Hoar bawds and hare pie (2.4.106-120)

BENVOLIO      She will indite him to some supper.

MERCUTIO     A bawd, a bawd, a bawd! So ho!

ROMEO           What hast thou found?

MERCUTIO     No hare, sir, unless a hare, sir, in a lenten pie, that is something stale and hoar ere it be spent.

[He walks by them and sings.]

An old hare hoar,

And an old hare hoar,

Is very good meat in Lent;

But a hare that is hoar

Is too much for a score,

When it hoars ere it be spent.

Romeo, will you come to your father’s? We’ll to dinner thither.

ROMEO           I will follow you.

MERCUTIO     Farewell, ancient lady, farewell, lady, [Singing.] ‘lady, lady’.

                                                                  Exeunt [Mercutio and Benvolio] (2.4.106-120)

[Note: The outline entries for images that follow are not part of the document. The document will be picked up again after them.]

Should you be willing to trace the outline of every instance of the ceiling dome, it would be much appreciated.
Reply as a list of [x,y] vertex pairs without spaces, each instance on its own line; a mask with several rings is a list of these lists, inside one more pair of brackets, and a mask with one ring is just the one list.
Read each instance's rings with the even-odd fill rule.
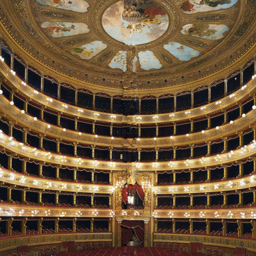
[[[110,87],[196,81],[255,42],[250,0],[3,0],[3,23],[55,71]],[[234,18],[234,17],[235,17]]]

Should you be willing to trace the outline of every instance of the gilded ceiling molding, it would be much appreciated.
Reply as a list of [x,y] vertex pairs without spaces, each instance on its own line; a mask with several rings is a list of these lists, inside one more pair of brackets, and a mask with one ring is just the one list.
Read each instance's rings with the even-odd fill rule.
[[[209,7],[204,4],[200,11],[197,8],[195,10],[188,8],[181,3],[154,0],[154,4],[162,10],[160,17],[165,19],[161,19],[161,22],[163,26],[168,24],[168,28],[152,42],[141,44],[141,42],[135,38],[135,50],[127,41],[123,43],[118,38],[114,39],[115,37],[108,32],[109,23],[107,22],[106,27],[102,22],[102,17],[106,15],[108,18],[107,9],[115,4],[112,0],[105,1],[104,4],[101,1],[90,2],[90,8],[82,13],[43,6],[35,1],[18,0],[11,3],[5,1],[2,3],[0,12],[0,29],[12,51],[20,53],[22,58],[29,60],[27,63],[44,74],[52,75],[61,82],[91,88],[95,92],[107,92],[111,95],[134,95],[135,92],[136,95],[142,95],[145,89],[147,93],[156,95],[166,93],[167,91],[177,92],[181,88],[191,90],[199,85],[209,85],[225,78],[233,71],[241,69],[248,60],[254,58],[255,54],[253,44],[256,36],[253,24],[255,5],[245,0],[232,2],[225,9],[220,5],[218,8],[208,10]],[[143,17],[150,17],[153,21],[146,18],[140,20],[138,22],[141,27],[138,27],[130,24],[126,28],[132,33],[136,29],[143,32],[145,27],[155,26],[153,16],[155,17],[156,14],[149,13],[146,7],[142,7],[141,9],[146,12]],[[234,19],[233,17],[237,18]],[[119,14],[112,18],[118,21]],[[60,32],[51,31],[47,22],[60,26],[60,19],[64,24],[61,26],[61,26]],[[71,25],[71,28],[69,24],[65,24],[67,21],[73,25]],[[83,30],[78,32],[78,22],[87,26],[86,29],[83,25]],[[208,31],[211,31],[210,36],[195,24],[206,26]],[[119,24],[117,28],[120,27],[122,27]],[[67,29],[65,31],[67,35],[63,35],[64,28]],[[81,32],[83,33],[80,34]],[[96,56],[93,52],[94,56],[91,57],[91,53],[86,52],[86,46],[92,42],[101,42],[101,46],[106,45],[106,47],[101,48],[102,52],[97,52],[99,54]],[[175,43],[181,47],[181,52],[184,48],[187,49],[186,47],[195,52],[192,51],[190,60],[187,56],[184,60],[182,54],[175,55],[173,51],[168,51],[169,48]],[[74,49],[76,54],[72,54]],[[161,67],[156,66],[155,62],[152,70],[150,66],[150,68],[144,67],[141,62],[137,65],[137,68],[131,71],[131,62],[127,57],[129,70],[123,72],[120,68],[113,68],[109,65],[111,63],[109,62],[117,52],[122,51],[128,52],[132,61],[132,54],[140,58],[142,58],[141,53],[146,51],[155,53]],[[84,60],[80,52],[88,56]],[[70,70],[68,70],[69,68]],[[85,76],[85,70],[89,73],[87,78]],[[122,77],[123,83],[120,82],[120,76]],[[166,78],[168,82],[164,82]],[[132,85],[130,84],[131,81]],[[170,86],[167,91],[166,86]]]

Mercutio’s great and everything, but a little bit goes a really, really long way. Benvolio could be mocking the Nurse’s tendency to get words mixed up with his indite for invite (Q1 has invite), but the point is setting up the next joke: that the Nurse is a bawd, a madam (clearly inviting gallants to supper was a way of saying, come to the bawdy house, the brothel). (The irony is that this is sort-of true: the Nurse is acting as a go-between or bawd; she is about to facilitate a sexual encounter, albeit one preceded by a marriage.) But – who knew?! – bawd can also be a dialect word for hare. So it’s back to the hunting metaphor that was there in the wild-goose chase (because hares were routinely hunted, as in Venus and Adonis, and as is still the case, illegally, today), and a final outburst of furious, moderately smutty wordplay, underpinned by deeply embedded misogyny. Because hare sounds a bit like whore and hoar (meaning old, stale, mouldy) sounds exactly like whore; in essence Mercutio is calling the Nurse not just a bawd but an old whore, unattractive. A lenten pie shouldn’t contain any meat; the joke here is that even an old whore is acceptable if no fresh meat is available. (Although hare pies are a thing [scroll down] and are associated with the Midlands, not that far from Stratford…) Mercutio’s always thinking about sex, and here that’s overlaid with food, because it’s now dinner time (another way in which the passing of time is incorporated into the play) and he’s hungry. But it’s pretty nasty, and one of the things that this part of the scene is establishing – as has already been seen in a different mode, in the Queen Mab speech – is that Mercutio doesn’t know when to stop. His mouth runs away on him. That is going to matter very much in a scene or two.